In testimony before the General Assembly in support of the legislation and the industry, Brett A. Vassey, President & CEO of the Virginia Manufacturers Association, enthusiastically noted that we could see five or more of these facilities developed across Virginia.  

This “chemical recycling” of plastics is the industry’s latest effort to convince the public that the mounting toll of plastic litter and micro plastics in the environment and in our food can be solved by a technological fix.  The technological promise of chemical recycling is sketchy at best but the “greenwashing” hype by the plastics industry is intended to mislead legislators and the public to believe that this is the silver bullet to the plastics problem.

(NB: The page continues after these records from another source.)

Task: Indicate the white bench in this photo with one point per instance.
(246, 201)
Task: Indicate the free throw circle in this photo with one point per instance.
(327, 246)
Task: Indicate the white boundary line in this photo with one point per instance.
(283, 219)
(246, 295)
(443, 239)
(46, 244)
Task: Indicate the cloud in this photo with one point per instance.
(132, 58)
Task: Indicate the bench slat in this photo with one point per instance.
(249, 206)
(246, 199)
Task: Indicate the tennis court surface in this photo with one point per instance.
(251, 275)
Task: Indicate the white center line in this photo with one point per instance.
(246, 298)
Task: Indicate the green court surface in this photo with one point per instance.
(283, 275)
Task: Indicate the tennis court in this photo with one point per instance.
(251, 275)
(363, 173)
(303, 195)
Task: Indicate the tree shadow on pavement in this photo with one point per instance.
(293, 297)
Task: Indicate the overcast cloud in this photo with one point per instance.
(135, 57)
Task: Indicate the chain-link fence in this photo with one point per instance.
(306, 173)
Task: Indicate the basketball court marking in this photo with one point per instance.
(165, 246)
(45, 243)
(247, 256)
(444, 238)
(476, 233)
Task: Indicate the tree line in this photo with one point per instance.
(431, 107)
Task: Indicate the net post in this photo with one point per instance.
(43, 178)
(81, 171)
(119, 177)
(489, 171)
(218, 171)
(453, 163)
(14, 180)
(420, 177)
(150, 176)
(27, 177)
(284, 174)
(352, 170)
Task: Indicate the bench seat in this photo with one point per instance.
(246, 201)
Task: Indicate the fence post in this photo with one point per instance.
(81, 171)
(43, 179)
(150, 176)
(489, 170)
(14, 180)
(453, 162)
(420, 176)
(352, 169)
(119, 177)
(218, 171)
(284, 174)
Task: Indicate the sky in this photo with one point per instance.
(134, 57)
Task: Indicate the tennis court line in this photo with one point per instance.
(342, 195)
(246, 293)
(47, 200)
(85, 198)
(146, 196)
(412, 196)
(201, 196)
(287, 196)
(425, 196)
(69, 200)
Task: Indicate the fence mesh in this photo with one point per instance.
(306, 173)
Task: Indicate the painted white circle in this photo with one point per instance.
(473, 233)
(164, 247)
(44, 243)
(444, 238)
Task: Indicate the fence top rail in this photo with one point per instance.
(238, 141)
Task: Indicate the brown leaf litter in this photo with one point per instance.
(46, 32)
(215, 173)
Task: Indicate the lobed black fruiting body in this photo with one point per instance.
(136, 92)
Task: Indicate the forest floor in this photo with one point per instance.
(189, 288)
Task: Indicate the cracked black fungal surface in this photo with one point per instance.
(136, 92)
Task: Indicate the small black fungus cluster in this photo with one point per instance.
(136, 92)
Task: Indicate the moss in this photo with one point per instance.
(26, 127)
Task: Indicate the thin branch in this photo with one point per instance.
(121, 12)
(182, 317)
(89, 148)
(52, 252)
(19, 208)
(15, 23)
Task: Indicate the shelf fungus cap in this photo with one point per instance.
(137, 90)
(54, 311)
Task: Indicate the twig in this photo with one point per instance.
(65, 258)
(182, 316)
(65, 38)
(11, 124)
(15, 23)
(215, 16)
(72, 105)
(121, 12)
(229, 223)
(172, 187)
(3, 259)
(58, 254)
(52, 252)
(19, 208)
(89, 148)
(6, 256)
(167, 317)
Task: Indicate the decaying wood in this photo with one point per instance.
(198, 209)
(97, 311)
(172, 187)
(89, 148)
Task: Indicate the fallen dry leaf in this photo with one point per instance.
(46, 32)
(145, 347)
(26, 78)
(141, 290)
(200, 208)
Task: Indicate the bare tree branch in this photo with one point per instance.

It would appear that the Northam Administration believes the hype.  As reported in industry publication Plastics Today:

Virginia Governor Ralph Northam announced on June 2, 2020, that Braven Environmental, a company that uses pyrolysis technology to derive fuel from landfill-bound plastic, will invest $31.7 million to establish a manufacturing operation in Cumberland County. Virginia successfully competed with North Carolina and South Carolina for the project.

Northam boasted of the “well-paid job opportunities” for the citizens of Cumberland County and the company’s contribution to lessening Virginia’s environmental footprint. Braven received a $150,000 grant from the Commonwealth Opportunity Fund to assist Cumberland County with the project. The Virginia Tobacco Region revitalization commission approved $65,000 in Tobacco Region Opportunity Funds for the project, and funding and services to support the company’s employee training activities will be provided through the Virginia Jobs Investment Program. Braven plans to create a total of over 80 new jobs within 18 months of the first phase of this project.

Assuming the environmental community succeeds in stopping SB1164 and the state agrees to study this technology, we just may have a chance to fully understand the environmental, environmental justice and economic implications of this technology before we build any of these facilities in Virginia.

A few commonsense questions about the technology that need answers include:

  1. How much plastic and other useable materials are actually recovered per ton of plastic waste processed?
  2. What are the climate impacts of pyrolysis in terms of a net increase in CO2 and other greenhouse gases generated and released from this process?
  3. Considering the truck traffic, noise, litter, odors and air pollution associated with this waste processing facility, why should it be exempt from the solid waste management facility permitting requirements? 
  4.  What are the environmental justice considerations that should go into the siting of such facilities once the air pollution and other impacts are better understood?
  5. How successful have similar facilities been at staying within the toxic air emission limits of their air pollution permit?    

If we get a study, these questions and more need to be addressed in a transparent process that includes community members and representatives of the environmental community in addition to industry.